In the past I had written CI/CD pipelines on several different servers, including DroneCI, TravisCI, BitBucket Pipelines, Google Cloud Build and Jenkins. In my experience to ensure the pipeline was predictable and maintainable it needed to be subject to the same software delivery life cycle as the application itself, such as including a testing period, code review, QA and so fourth.

Further, the advent of Docker had created a whole series of CI tooling for which environments were both cheap and could be discarded at the end of the build. This prevented the aggregation of tooling that no one understands, as well as dependency problems over year-long periods.

Initially my goal was to use the open source DroneCI, deployed as a helm chart on top of Google Container Engine but there was concern from the systems team that hosting the CI software at all would create too great a maintenance burden. The next CI that most closely matched my experience was CircleCI.

Implementation

The implementation was completed in stages:

Lints

In the first iteration of CircleCI a new test, not previously implemented in the CI pipeline was introduced into CircleCI to see whether the system was stable and provided value. More specifically the linting tool PHPCS was added to the pipeline to enforce PSR2 lints.

The pipeline itself functioned admirably well after a small period adjusting on which files the linter ran, however the results of the linter indicated the way in which the code was written did not adhere to the guidelines it was supposed to and there was some tension in determining whether to refactor old code to meet these guidelines.

The pipeline aspect of this had no issues, so the decision was made to go ahead.

Unit Tests, Integration Tests

The next task was to implement both Unit Tests and Integration Tests into the pipeline.

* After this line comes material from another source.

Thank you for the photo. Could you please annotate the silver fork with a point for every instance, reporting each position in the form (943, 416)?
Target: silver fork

These tests were somewhat flaky, and had dependencies on the Jenkins environment in which they were being executed that were not well documented such as the PHP version, direct access to Docker and so fourth.

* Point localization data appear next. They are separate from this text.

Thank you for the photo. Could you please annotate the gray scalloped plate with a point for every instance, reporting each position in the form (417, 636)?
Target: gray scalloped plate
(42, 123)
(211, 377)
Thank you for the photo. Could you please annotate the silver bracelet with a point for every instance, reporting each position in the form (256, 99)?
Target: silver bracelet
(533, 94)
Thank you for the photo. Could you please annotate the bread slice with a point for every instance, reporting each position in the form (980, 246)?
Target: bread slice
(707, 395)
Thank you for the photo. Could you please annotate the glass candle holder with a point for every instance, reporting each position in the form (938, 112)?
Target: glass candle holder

This part of work was completed primarily by a colleague who showed a particular interest in learning more about the CI/CD process but had extensive knowledge of the application and its design.

Together we implemented the unit tests and integration tests.

Deployment

Unfortunately, the deployment was not successfully implemented. The deployment relied on a redesign of the infrastructure slated for completion but not completed for some period of time while the new system was running.

Evaluation

The move to CircleCI was moderately successful. However, there was an issue in which the tests would take a much longer period of time (+100%) on the CircleCI machines than on the bare metal servers.

This was investigated and the likely determinant being the clock speed on the CircleCI build servers being considerably slower (~2.8 - 3.2GHz*) than the bare metal servers (~4Ghz). That, in conjunction with the multi-tenant nature of CircleCI meant that the builds were slower.

Ultimately the systems team decided that this speed loss was too great, and the only way to address it was to put the service on AWS build service where the amount of compute available was potentially greater. The CircleCI service was torn down and replaced with AWS build service which reduced time spent in the integration test period by ~20 - 40% from the increased CircleCI period.

At the time of writing it is believed that the new deployments were still not completed.

  • If memory serves. It was ~ 3Ghz.